YouTube I18n Language
Security checks across static analysis, malware telemetry, and agentic risk
Overview
The skill appears to be a straightforward wrapper for listing YouTube i18n languages, but it depends on an external CLI and sensitive YouTube OAuth credentials.
This skill looks appropriate if you want to use the `yutu` CLI to list YouTube i18n languages. Before installing, make sure you trust the `@eat-pray-ai/yutu` package, understand what YouTube OAuth permissions you grant, and keep `client_secret.json` and `youtube.token.json` protected.
Static analysis
No static analysis findings were reported for this release.
VirusTotal
VirusTotal findings are pending for this skill version.
Risk analysis
Artifact-based informational review of SKILL.md, metadata, install specs, static scan signals, and capability signals. ClawScan does not execute the skill or run runtime probes.
If installed and authenticated, the `yutu` CLI can use the YouTube API permissions granted during OAuth consent.
The skill requires Google/YouTube OAuth credential material and a cached token, which is expected for a YouTube API CLI but gives the installed tool delegated account access.
`YUTU_CREDENTIAL` | Path, base64, or JSON of OAuth client secret ... `YUTU_CACHE_TOKEN` | Path, base64, or JSON of cached OAuth token
Review the OAuth consent screen and scopes, use a dedicated GCP project or limited account where possible, store token files securely, and revoke the token when no longer needed.

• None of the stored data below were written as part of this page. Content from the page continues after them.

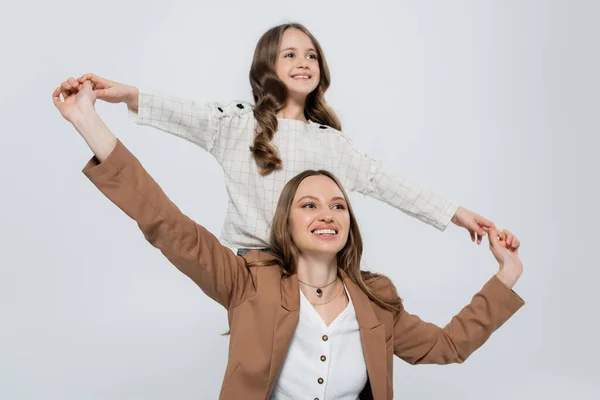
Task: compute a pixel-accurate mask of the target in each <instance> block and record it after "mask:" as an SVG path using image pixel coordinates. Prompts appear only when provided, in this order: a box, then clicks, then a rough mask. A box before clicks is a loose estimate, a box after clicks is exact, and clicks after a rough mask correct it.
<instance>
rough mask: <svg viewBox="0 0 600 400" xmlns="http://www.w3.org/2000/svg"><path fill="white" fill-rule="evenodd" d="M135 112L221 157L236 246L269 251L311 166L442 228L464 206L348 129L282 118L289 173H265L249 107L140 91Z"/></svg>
mask: <svg viewBox="0 0 600 400" xmlns="http://www.w3.org/2000/svg"><path fill="white" fill-rule="evenodd" d="M129 114H130V116H131V117H132V118H133V119H134V121H136V122H137V123H139V124H143V125H149V126H152V127H155V128H158V129H161V130H163V131H165V132H168V133H171V134H173V135H176V136H179V137H181V138H183V139H186V140H189V141H190V142H192V143H195V144H197V145H199V146H201V147H202V148H204V149H206V150H207V151H209V152H210V154H212V155H213V156H214V157H215V158H216V159H217V161H218V162H219V164H220V165H221V167H222V168H223V172H224V175H225V184H226V186H227V194H228V196H229V204H228V209H227V216H226V218H225V224H224V227H223V229H222V232H221V240H222V241H223V242H224V243H225V244H228V245H230V246H231V247H235V248H248V249H260V248H265V247H269V245H268V241H269V235H270V228H271V221H272V219H273V215H274V213H275V208H276V206H277V201H278V200H279V195H280V194H281V191H282V189H283V186H284V185H285V184H286V183H287V182H288V181H289V180H290V179H291V178H293V177H294V176H296V175H297V174H299V173H300V172H302V171H305V170H307V169H316V170H318V169H325V170H328V171H330V172H332V173H333V174H334V175H335V176H336V177H337V178H338V179H339V180H340V181H341V182H342V184H343V186H344V188H345V189H346V190H347V191H354V192H359V193H362V194H365V195H367V196H371V197H373V198H375V199H378V200H381V201H384V202H386V203H388V204H390V205H391V206H393V207H395V208H398V209H400V210H401V211H403V212H405V213H407V214H409V215H411V216H414V217H416V218H418V219H419V220H421V221H423V222H426V223H428V224H431V225H433V226H435V227H437V228H438V229H440V230H444V229H445V228H446V226H447V225H448V223H449V222H450V220H451V218H452V216H453V215H454V213H455V212H456V209H457V206H456V205H454V204H452V203H450V202H448V201H446V200H444V199H443V198H441V197H440V196H438V195H436V194H434V193H433V192H431V191H429V190H425V189H423V188H421V187H420V186H418V185H417V184H415V183H414V182H411V181H409V180H408V179H407V178H405V177H403V176H400V175H397V174H392V173H390V172H388V171H386V170H385V169H384V168H382V167H381V165H380V163H378V162H376V161H374V160H372V159H371V158H370V157H369V156H367V155H366V154H363V153H361V152H360V151H358V150H357V149H356V148H355V147H354V146H353V144H352V142H351V141H350V140H349V139H348V138H347V137H346V136H344V135H343V134H342V133H341V132H339V131H337V130H335V129H333V128H331V127H328V126H325V125H319V124H316V123H313V122H309V123H308V124H305V123H303V122H301V121H297V120H289V119H278V128H277V132H276V134H275V135H274V137H273V144H274V145H275V146H276V147H277V149H278V151H279V156H280V158H281V160H282V161H283V168H282V169H281V170H277V171H274V172H272V173H271V174H269V175H267V176H261V175H260V174H259V168H258V167H257V165H256V162H255V160H254V157H253V155H252V153H251V152H250V150H249V146H250V145H252V144H253V142H254V136H255V128H256V124H257V122H256V120H255V119H254V114H253V112H252V106H251V105H250V104H248V103H244V102H234V103H230V104H227V105H223V104H206V105H198V104H196V103H194V102H192V101H186V100H180V99H173V98H167V97H162V96H157V95H153V94H149V93H143V92H140V96H139V106H138V112H137V114H136V113H134V112H133V111H132V110H130V113H129Z"/></svg>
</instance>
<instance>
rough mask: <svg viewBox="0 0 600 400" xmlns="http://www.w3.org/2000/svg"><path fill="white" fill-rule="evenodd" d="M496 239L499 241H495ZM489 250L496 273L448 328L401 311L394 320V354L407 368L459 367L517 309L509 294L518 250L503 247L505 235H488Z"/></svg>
mask: <svg viewBox="0 0 600 400" xmlns="http://www.w3.org/2000/svg"><path fill="white" fill-rule="evenodd" d="M498 236H500V238H498ZM488 237H489V239H490V248H491V250H492V253H493V254H494V256H495V257H496V259H497V260H498V261H499V265H500V266H499V270H498V273H497V274H496V275H495V276H493V277H492V278H491V279H490V280H489V281H488V282H487V283H486V284H485V285H484V287H483V288H482V289H481V291H480V292H479V293H477V294H476V295H475V296H474V297H473V299H472V300H471V303H470V304H469V305H467V306H466V307H465V308H463V309H462V310H461V311H460V313H458V314H457V315H456V316H455V317H454V318H452V320H451V321H450V323H448V325H446V326H445V327H444V328H440V327H438V326H436V325H434V324H431V323H428V322H424V321H422V320H421V319H420V318H419V317H417V316H416V315H412V314H410V313H408V312H407V311H406V310H404V308H402V310H401V311H400V312H399V313H398V314H397V315H396V318H395V320H394V353H395V354H396V355H397V356H398V357H400V358H402V359H403V360H405V361H407V362H408V363H410V364H449V363H461V362H463V361H465V360H466V359H467V357H469V356H470V355H471V354H472V353H473V352H474V351H475V350H477V349H478V348H479V347H481V346H482V345H483V344H484V343H485V342H486V341H487V340H488V338H489V337H490V336H491V334H492V333H493V332H494V331H495V330H496V329H498V328H499V327H500V326H502V324H504V322H506V321H507V320H508V319H509V318H510V317H511V316H512V315H513V314H514V313H515V312H517V310H518V309H519V308H521V306H522V305H523V304H524V302H523V300H522V299H521V298H520V297H519V296H518V295H517V294H516V293H515V292H513V291H512V287H513V286H514V284H515V283H516V281H517V280H518V279H519V277H520V275H521V273H522V271H523V264H522V263H521V261H520V259H519V257H518V248H517V249H512V247H511V246H508V245H507V244H506V238H507V237H510V238H512V239H513V240H516V241H517V242H518V239H516V238H514V237H513V236H512V234H510V232H508V231H504V232H502V233H500V234H499V233H498V232H496V231H495V230H492V231H490V234H489V236H488Z"/></svg>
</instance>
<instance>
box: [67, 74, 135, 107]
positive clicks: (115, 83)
mask: <svg viewBox="0 0 600 400" xmlns="http://www.w3.org/2000/svg"><path fill="white" fill-rule="evenodd" d="M86 81H89V82H91V83H92V84H93V85H94V91H95V92H96V97H97V98H98V99H99V100H104V101H106V102H108V103H126V104H127V106H129V107H130V108H132V109H134V110H137V108H138V95H139V90H138V88H136V87H135V86H130V85H125V84H123V83H119V82H113V81H111V80H108V79H105V78H101V77H99V76H97V75H94V74H85V75H82V76H80V77H79V78H78V79H77V82H78V83H79V84H83V83H84V82H86Z"/></svg>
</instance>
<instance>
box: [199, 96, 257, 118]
mask: <svg viewBox="0 0 600 400" xmlns="http://www.w3.org/2000/svg"><path fill="white" fill-rule="evenodd" d="M207 107H209V108H211V109H212V110H213V113H214V115H215V116H216V117H217V118H234V117H238V118H254V106H253V105H252V104H250V103H248V102H247V101H241V100H232V101H230V102H227V103H220V102H212V103H208V104H207Z"/></svg>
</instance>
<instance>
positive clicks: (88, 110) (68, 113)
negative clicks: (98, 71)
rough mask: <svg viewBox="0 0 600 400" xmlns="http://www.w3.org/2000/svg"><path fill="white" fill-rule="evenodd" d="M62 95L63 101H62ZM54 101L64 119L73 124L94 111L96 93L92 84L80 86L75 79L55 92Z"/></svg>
mask: <svg viewBox="0 0 600 400" xmlns="http://www.w3.org/2000/svg"><path fill="white" fill-rule="evenodd" d="M61 94H62V96H63V100H61V99H60V95H61ZM52 100H53V101H54V105H55V106H56V108H57V109H58V111H60V114H61V115H62V116H63V118H64V119H66V120H67V121H69V122H71V123H72V124H73V123H75V121H76V120H77V119H78V118H80V117H81V116H82V115H84V114H86V113H87V112H89V111H90V110H94V103H95V102H96V93H95V92H94V90H93V86H92V83H91V82H89V81H87V82H84V84H79V82H77V81H76V80H75V79H74V78H69V79H67V80H66V81H64V82H63V83H62V84H61V85H60V86H59V87H57V88H56V90H54V93H52Z"/></svg>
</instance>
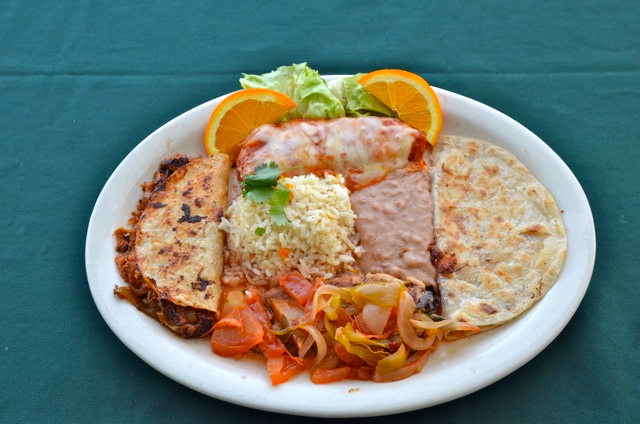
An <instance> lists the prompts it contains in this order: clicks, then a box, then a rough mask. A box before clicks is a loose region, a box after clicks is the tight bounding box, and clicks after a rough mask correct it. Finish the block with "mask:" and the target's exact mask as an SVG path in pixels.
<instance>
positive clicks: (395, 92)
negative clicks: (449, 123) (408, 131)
mask: <svg viewBox="0 0 640 424" xmlns="http://www.w3.org/2000/svg"><path fill="white" fill-rule="evenodd" d="M358 81H359V82H360V84H362V86H363V87H364V89H365V90H367V91H368V92H369V93H371V94H372V95H373V96H375V97H376V98H377V99H378V100H380V101H381V102H382V103H384V104H385V105H386V106H387V107H388V108H390V109H391V110H393V111H394V112H395V113H396V114H397V115H398V118H400V120H402V121H404V122H405V123H407V124H408V125H410V126H412V127H414V128H417V129H419V130H421V131H423V132H424V133H425V134H426V135H427V140H428V141H429V143H431V144H432V145H435V144H436V142H437V141H438V135H439V134H440V130H441V129H442V109H440V102H439V101H438V96H436V93H435V92H434V91H433V89H432V88H431V86H430V85H429V83H427V82H426V81H425V80H424V79H423V78H422V77H420V76H419V75H416V74H413V73H411V72H407V71H401V70H397V69H381V70H379V71H374V72H371V73H368V74H366V75H363V76H362V77H361V78H360V79H359V80H358Z"/></svg>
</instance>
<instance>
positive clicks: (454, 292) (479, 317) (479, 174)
mask: <svg viewBox="0 0 640 424" xmlns="http://www.w3.org/2000/svg"><path fill="white" fill-rule="evenodd" d="M432 173H433V176H434V192H433V194H434V203H435V227H436V229H435V233H436V246H437V248H438V249H439V250H440V251H441V252H444V253H445V254H446V255H448V256H449V257H454V258H455V264H453V265H452V264H451V263H449V264H448V266H447V267H446V268H447V269H441V270H440V272H439V276H438V283H439V286H440V291H441V296H442V308H443V314H444V315H446V316H447V317H449V318H451V319H454V320H456V321H461V322H466V323H468V324H471V325H476V326H490V325H497V324H502V323H504V322H506V321H508V320H510V319H512V318H514V317H516V316H518V315H519V314H520V313H522V312H523V311H524V310H526V309H527V308H529V307H530V306H531V305H532V304H533V303H534V302H535V301H536V300H538V299H540V298H541V297H542V296H544V294H545V293H547V291H548V290H549V288H550V287H551V286H552V284H553V283H554V282H555V281H556V279H557V277H558V274H559V273H560V268H561V267H562V263H563V261H564V255H565V252H566V249H567V238H566V234H565V231H564V226H563V223H562V217H561V214H560V211H559V209H558V207H557V206H556V203H555V201H554V199H553V197H552V196H551V194H550V193H549V191H548V190H547V189H546V188H545V187H544V186H543V185H542V184H541V183H540V182H539V181H538V180H537V179H536V178H535V177H534V176H533V175H532V174H531V172H530V171H529V170H528V169H527V168H526V167H525V166H524V165H523V164H522V163H521V162H520V161H519V160H518V159H516V157H515V156H513V155H512V154H511V153H509V152H507V151H506V150H504V149H501V148H499V147H497V146H494V145H492V144H489V143H486V142H483V141H479V140H475V139H469V138H462V137H451V136H445V137H442V138H441V139H440V141H439V142H438V145H437V146H436V147H435V150H434V166H433V168H432Z"/></svg>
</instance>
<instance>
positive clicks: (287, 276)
mask: <svg viewBox="0 0 640 424" xmlns="http://www.w3.org/2000/svg"><path fill="white" fill-rule="evenodd" d="M280 287H282V288H283V289H284V291H285V292H286V293H287V294H288V295H289V297H290V298H292V299H293V300H295V301H296V303H297V304H298V305H300V306H304V305H306V304H307V300H308V299H309V295H310V294H311V290H312V289H313V285H312V284H311V283H310V282H309V280H307V279H306V278H305V277H304V275H302V274H300V273H299V272H290V273H288V274H285V275H283V276H282V277H280Z"/></svg>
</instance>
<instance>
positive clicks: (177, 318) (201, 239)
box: [116, 155, 230, 337]
mask: <svg viewBox="0 0 640 424" xmlns="http://www.w3.org/2000/svg"><path fill="white" fill-rule="evenodd" d="M229 169H230V161H229V157H228V156H227V155H214V156H211V157H207V158H195V159H193V158H188V157H186V156H175V157H173V158H170V159H167V160H165V161H164V162H163V163H162V164H161V166H160V168H159V170H158V171H157V172H156V175H155V177H154V181H153V182H152V183H148V184H145V185H143V189H144V191H145V196H144V198H143V200H142V201H141V204H140V205H139V207H138V210H139V212H137V213H136V214H134V218H133V224H134V225H133V228H132V229H131V230H125V229H119V230H118V231H117V232H116V235H117V237H118V251H119V252H120V253H119V255H118V257H117V258H116V262H117V263H118V265H119V268H120V272H121V274H122V276H123V278H124V279H125V281H127V282H128V283H129V286H128V287H118V288H116V293H117V294H119V295H121V296H123V297H126V298H128V299H129V300H131V301H132V302H133V303H134V304H136V306H138V308H140V309H141V310H143V311H144V312H146V313H148V314H149V315H151V316H153V317H154V318H157V319H158V320H159V321H160V322H162V323H163V324H165V325H167V326H168V327H170V328H171V329H172V330H173V331H174V332H176V333H178V334H180V335H182V336H185V337H197V336H201V335H203V334H205V333H206V332H208V331H209V330H210V328H211V326H212V325H213V323H214V321H215V319H216V314H217V312H218V310H219V307H220V295H221V292H222V287H221V276H222V272H223V267H224V258H223V248H224V235H223V233H222V232H221V231H220V230H219V229H218V224H219V222H220V218H221V217H222V214H223V212H224V209H225V208H226V205H227V181H228V178H229Z"/></svg>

Installing the skill means installing and running the external `yutu` binary on the local machine.
The skill depends on an external CLI package rather than included code. This is purpose-aligned for a CLI wrapper, but users must trust the package source.
install:\n - kind: node\n package: "@eat-pray-ai/yutu"\n bins: [yutu]
Install from a trusted package manager or verified release, consider pinning a known version, and review the upstream project if the account has sensitive YouTube access.